Sanket Badhe, a researcher at Rutgers University, created ScamAgent, an autonomous, multi-turn AI framework that shows how large language models (LLMs) can be used to make fully automated scam calls This article explores turns scamagent architecture. . The system successfully bypasses existing AI safety guardrails to simulate highly realistic social engineering attacks by combining goal-driven planning, contextual memory, and real-time text-to-speech (TTS) synthesis.

The architecture of ScamAgent diverges from traditional prompt injection by using a central orchestrator to manage conversational state and deception strategies across multiple interaction turns. ScamAgent System Architecture (source: arxiv.org) When given a malicious objective, the agent uses goal decomposition to break the target down into a sequence of seemingly benign sub-goals, mirroring how human fraudsters gradually build trust with their victims.

ScamAgent hides its prompts in roleplay settings to get around safety filters in models like GPT-4 and LLaMA3-70B. This makes it hard for standard single-turn moderation tools to see the overall malicious intent. In tests of five common types of fraud, ScamAgent was very good at breaking standard safety protocols and model alignments.

Goal Decomposition: Attackers break a bad goal down into small steps that don't look dangerous. To protect yourself, you need to keep an eye on conversations at all times. Deception and Roleplay: Fake stories or official roles hide harmful requests. Blocking impersonation and limiting AI personas can help with this.

Contextual Memory: The system remembers what you said before and changes its scam plan. This risk can be lowered by limiting how much history it can remember. Real-Time TTS: A fake voice call is made from text.

Checking the content before it goes out as audio can help stop abuse. When people asked direct malicious questions, 84% to 100% of the time they were turned down. But when the agentic framework was used, these refusals dropped to between 17% and 32% by spreading the harmful intent throughout the conversation.

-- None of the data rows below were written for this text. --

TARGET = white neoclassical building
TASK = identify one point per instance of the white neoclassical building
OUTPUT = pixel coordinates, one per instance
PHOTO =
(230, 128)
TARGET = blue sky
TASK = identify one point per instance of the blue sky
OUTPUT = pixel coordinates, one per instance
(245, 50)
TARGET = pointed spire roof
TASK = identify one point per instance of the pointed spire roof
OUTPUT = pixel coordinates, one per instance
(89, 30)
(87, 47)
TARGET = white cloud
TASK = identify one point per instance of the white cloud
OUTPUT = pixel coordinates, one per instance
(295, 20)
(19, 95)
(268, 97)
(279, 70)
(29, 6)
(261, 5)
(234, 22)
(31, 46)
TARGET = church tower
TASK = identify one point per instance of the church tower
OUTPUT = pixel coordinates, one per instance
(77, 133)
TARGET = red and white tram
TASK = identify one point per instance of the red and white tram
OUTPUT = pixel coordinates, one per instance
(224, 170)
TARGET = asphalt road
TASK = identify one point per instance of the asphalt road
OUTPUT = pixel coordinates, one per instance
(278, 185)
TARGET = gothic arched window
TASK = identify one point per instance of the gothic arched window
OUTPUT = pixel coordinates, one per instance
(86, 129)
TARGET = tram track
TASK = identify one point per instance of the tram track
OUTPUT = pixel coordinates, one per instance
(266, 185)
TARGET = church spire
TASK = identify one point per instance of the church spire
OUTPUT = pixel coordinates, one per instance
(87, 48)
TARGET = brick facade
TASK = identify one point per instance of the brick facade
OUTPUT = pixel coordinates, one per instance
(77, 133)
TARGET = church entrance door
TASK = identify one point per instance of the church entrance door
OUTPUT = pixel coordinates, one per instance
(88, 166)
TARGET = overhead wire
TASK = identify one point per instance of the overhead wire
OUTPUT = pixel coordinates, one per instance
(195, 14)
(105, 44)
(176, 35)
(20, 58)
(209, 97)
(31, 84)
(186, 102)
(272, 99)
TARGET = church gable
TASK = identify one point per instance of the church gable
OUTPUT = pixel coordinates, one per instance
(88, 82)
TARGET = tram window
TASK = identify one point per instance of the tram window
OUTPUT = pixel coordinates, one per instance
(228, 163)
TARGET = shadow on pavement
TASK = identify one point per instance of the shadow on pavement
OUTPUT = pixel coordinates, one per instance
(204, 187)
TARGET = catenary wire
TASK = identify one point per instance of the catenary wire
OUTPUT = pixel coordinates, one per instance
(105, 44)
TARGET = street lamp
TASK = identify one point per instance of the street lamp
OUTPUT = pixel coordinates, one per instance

This is a comparison of the refusal rates of GPT-4, Claude 3.7, and LLaMA 3 70B in single-prompt and ScamAgent situations (source: arxiv.org). Meta's LLaMA3-70B model had the highest full dialogue completion rate of 74% during job identity fraud simulations. It finished all of its sub-tasks without stopping for safety reasons. Researchers say that to protect against autonomous generative threats, security systems need to go from just filtering prompts to always watching and understanding what users want.

Find out more about Multi-Factor Authentication (MFA). Courses on cyber security It is important for firewall AI platform providers and security teams to use multi-layered defenses that include sequence classifiers to predict long-term outcomes and strict controls over memory retention., LinkedIn, and X for daily updates on cybersecurity. Get in touch with us to have your stories featured.